Si tratta, insomma, di far i conti con la propria morte, con il lasciare questo mondo con dignità e libertà. Tema fondamentale, che scorre sottotraccia, è l’eutanasia: il che non può che trovarci d’accordo. La battaglia da fare, almeno in Italia, è politica, non tanto etica: nel nostro belpaese cristiano cattolico siamo ancora ammorbati dalla pesante eredità di Santa Romana Chiesa, e dunque l’eutanasia è ancora oggetto di scandalo o di veto da parte di forze politiche che non osano sfidare l’autorità temporale del papato.

Basti ricordare il caso Englaro – e il bel film fatto da Marco Bellocchio – per evocare le “vibranti” proteste dei fanatici cristiani: il tema, insomma, è ancora lontano dall’essere risolto.

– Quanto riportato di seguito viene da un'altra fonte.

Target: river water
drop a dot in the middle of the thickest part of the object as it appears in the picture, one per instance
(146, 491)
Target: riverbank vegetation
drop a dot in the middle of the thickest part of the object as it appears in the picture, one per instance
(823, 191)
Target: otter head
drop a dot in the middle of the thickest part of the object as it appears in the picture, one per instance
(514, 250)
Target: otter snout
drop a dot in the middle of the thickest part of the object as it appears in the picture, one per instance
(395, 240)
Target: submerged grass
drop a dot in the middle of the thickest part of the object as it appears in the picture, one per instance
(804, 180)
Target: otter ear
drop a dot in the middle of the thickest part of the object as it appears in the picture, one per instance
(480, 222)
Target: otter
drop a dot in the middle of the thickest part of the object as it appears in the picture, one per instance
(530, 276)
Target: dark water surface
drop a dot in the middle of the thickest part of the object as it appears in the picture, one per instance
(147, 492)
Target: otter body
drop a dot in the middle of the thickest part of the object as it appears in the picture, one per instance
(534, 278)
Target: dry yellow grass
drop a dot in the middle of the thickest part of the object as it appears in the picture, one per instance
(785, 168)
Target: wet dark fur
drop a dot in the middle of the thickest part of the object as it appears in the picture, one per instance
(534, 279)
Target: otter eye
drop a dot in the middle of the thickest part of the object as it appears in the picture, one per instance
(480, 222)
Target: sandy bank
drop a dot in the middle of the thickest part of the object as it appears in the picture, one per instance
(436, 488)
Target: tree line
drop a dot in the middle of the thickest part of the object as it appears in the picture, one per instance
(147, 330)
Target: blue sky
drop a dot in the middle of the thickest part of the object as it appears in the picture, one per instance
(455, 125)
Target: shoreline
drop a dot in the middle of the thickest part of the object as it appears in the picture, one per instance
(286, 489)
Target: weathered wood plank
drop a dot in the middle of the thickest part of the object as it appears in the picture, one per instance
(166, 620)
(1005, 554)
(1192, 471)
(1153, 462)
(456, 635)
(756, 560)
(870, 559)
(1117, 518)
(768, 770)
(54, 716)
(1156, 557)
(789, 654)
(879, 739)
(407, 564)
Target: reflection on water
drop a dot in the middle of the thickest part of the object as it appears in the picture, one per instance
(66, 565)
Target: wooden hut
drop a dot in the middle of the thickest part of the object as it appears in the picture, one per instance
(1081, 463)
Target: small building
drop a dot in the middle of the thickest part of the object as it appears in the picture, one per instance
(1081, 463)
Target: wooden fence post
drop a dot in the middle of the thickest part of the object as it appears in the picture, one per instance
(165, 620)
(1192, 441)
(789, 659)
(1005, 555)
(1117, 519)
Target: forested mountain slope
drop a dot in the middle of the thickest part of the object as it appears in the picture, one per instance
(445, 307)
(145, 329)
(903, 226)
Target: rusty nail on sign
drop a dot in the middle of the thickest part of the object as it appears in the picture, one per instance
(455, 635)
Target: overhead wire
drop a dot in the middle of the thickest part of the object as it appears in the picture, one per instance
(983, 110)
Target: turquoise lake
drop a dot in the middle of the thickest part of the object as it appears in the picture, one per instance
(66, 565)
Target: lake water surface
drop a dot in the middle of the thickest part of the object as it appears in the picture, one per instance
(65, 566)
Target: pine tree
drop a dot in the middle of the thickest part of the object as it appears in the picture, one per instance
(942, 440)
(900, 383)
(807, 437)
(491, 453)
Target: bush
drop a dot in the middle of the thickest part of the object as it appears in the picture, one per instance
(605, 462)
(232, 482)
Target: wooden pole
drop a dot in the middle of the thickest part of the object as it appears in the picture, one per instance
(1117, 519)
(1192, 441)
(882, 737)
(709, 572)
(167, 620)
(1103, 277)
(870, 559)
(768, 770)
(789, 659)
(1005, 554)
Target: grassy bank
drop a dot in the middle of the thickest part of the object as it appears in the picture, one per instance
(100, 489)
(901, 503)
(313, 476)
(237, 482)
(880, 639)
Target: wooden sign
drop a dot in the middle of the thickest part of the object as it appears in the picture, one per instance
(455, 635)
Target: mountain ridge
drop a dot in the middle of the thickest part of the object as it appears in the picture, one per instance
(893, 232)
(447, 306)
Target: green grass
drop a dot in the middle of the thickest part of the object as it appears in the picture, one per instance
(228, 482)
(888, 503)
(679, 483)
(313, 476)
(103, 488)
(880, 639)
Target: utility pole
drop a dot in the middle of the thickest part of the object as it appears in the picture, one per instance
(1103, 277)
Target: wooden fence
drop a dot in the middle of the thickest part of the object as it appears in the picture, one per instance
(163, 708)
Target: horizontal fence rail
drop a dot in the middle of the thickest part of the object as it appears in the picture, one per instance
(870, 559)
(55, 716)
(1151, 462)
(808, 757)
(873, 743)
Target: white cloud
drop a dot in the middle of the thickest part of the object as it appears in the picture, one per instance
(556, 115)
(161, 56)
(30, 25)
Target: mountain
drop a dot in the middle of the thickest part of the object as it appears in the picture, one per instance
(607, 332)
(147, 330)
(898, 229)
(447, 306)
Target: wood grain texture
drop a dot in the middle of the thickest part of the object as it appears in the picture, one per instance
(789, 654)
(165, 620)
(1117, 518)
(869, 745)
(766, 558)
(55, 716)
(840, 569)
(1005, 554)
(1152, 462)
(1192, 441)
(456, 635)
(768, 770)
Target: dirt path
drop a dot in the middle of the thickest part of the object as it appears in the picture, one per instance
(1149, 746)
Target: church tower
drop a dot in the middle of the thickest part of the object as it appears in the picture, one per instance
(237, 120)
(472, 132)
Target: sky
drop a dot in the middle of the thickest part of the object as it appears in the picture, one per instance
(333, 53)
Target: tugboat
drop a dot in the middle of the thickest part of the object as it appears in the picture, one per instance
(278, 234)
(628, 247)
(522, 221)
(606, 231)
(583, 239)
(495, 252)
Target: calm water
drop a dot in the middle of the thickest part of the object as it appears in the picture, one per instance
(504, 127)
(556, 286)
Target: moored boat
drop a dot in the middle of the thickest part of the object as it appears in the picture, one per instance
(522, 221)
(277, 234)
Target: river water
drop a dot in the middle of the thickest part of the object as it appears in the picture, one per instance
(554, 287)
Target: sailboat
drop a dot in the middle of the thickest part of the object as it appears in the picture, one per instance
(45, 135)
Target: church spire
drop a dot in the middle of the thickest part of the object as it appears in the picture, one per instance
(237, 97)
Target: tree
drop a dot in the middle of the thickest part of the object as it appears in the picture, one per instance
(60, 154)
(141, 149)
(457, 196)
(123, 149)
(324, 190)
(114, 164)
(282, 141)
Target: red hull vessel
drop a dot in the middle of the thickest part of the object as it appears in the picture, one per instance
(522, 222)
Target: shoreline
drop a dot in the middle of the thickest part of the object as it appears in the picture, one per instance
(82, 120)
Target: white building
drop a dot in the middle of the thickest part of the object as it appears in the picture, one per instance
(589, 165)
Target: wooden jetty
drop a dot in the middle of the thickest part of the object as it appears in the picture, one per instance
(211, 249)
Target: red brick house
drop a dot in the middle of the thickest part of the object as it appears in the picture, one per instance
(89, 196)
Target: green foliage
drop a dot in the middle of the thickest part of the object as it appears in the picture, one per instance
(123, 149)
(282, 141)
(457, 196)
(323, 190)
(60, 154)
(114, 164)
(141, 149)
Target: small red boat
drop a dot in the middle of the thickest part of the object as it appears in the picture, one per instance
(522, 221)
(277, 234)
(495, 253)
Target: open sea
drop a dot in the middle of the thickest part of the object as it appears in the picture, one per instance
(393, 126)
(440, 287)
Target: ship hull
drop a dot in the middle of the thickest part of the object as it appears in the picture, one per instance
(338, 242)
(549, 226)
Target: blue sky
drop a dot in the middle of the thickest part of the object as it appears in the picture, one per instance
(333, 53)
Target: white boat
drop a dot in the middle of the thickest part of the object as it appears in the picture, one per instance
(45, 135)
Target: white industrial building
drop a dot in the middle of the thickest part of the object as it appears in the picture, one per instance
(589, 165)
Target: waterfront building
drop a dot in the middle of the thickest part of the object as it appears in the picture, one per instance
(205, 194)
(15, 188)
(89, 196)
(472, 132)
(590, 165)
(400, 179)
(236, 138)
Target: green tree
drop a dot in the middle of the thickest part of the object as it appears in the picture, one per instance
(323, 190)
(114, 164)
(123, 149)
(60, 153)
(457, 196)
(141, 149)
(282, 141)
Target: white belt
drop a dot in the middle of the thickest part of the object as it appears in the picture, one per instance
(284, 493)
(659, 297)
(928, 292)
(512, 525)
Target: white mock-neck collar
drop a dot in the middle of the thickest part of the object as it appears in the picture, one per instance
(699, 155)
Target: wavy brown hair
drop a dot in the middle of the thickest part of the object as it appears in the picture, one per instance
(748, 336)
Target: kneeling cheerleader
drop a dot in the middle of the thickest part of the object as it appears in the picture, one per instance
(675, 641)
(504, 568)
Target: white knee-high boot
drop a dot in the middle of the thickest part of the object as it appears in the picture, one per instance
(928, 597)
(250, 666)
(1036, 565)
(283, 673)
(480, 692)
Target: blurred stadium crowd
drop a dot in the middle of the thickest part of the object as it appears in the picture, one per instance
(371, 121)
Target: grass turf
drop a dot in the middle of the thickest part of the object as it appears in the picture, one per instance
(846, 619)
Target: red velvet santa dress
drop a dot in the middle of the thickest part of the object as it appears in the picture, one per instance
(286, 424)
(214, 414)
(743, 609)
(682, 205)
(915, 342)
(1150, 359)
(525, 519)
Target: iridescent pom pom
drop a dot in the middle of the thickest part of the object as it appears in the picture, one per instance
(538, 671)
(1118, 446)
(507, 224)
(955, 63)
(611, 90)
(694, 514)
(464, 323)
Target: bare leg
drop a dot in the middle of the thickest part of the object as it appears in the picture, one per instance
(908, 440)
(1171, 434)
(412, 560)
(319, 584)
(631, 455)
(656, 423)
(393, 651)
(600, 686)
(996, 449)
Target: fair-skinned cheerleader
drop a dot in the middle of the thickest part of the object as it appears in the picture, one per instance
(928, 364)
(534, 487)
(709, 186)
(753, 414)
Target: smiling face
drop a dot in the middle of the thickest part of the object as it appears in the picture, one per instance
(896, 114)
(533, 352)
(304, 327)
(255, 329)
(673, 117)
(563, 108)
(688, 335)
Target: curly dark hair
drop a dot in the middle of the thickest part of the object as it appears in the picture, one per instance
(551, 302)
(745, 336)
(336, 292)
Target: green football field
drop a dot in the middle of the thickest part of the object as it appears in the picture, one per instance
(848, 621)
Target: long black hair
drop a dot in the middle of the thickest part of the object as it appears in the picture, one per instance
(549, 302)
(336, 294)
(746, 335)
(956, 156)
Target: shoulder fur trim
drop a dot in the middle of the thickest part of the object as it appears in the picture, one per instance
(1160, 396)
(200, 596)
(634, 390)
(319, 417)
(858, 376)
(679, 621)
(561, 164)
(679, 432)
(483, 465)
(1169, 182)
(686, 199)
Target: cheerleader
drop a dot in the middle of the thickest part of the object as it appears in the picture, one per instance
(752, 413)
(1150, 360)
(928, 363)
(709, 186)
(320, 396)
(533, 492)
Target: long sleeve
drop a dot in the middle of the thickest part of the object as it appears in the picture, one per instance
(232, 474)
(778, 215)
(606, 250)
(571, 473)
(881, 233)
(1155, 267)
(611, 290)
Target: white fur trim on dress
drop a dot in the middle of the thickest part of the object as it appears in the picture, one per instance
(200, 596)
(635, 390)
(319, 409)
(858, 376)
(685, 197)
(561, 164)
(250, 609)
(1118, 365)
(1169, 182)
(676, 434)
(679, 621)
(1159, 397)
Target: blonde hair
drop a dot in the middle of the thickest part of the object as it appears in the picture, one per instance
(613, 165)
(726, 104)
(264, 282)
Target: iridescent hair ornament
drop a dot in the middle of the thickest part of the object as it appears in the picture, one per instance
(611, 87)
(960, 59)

In questa prospettiva Nachlass avrebbe potuto essere un manifesto teatrale di una presa di posizione necessaria. Lo è stato? Solo in parte.

Una delle “stanze” di Nachlass

In effetti, l’istallazione di Rimini Protokoll costringe a riflettere sulla propria fine, cerca di farlo in modo suadente, sereno, proprio attraverso quelle testimonianze.

Ma, almeno per quel che mi riguarda, il succedersi in loop delle registrazioni, l’entrare e uscire sistematico e frenetico da una stanzetta all’altra, ha suscitato qualche interrogativo. Ho avuto la sensazione, infatti, di trovarmi di fronte a un meccanismo della memoria reso pressoché automatico nella sua reiterazione: una sequela di (auto)ritratti che relegano alla registrazione eterna quel che dovrebbe o potrebbe essere l’effimero per eccellenza, ossia la sparizione e la morte. Non c’è oblio, qui: non c’è elaborazione, solo un fissare, nel modulo standard di otto minuti, il proprio bilancio esistenziale. Quasi ci si trovasse di fronte a una galleria di ritratti alla maniera di facebook, destinati paradossalmente a durare anche dopo la morte del titolare. L’effetto straniante – e forse voluto da Rimini Protokoll – è che i morituri non muoiono, che quelle parole destinate a futura memoria condensino il tutto nella parte. Insomma, in un clima tra Spoon River, A’ Livella (o di un bel film come Le invasioni barbariche di Denys Arcand), quel che manca è proprio il caro estinto: non ci sono rancori, non ci sono ripensamenti, altre possibilità. Gli otto intervistati, persone qualunque (potremmo essere noi) sanno di dover morire: e ce lo dicono.

L’eutanasia resta (almeno) come possibilità: questo non è un lavoro sulla dolcemorte, ma sulla consapevolezza della morte. Dobbiamo morire, si sa. Ma fino a qui, purtroppo, non c’è niente di nuovo.

Kaegi e soci sono superintelligenti, bravissimi, ipercontemporanei: sanno piegare gli stilemi del teatro a narrazioni del nostro tempo con grande intuizione e felicità compositiva. Nachelass non fa eccezione, è un lavoro complesso e profondo, a tratti toccante e commovente. Però ne usciamo con un senso di inadeguatezza, di incompiutezza. La cosa difficile da fare sarebbe spegnere quei “profili”, liberare quei soggetti “ancora vivi” dalla memoria computerizzata e formalizzata. Il guaio della morte, alla fine, è riuscire a andarsene.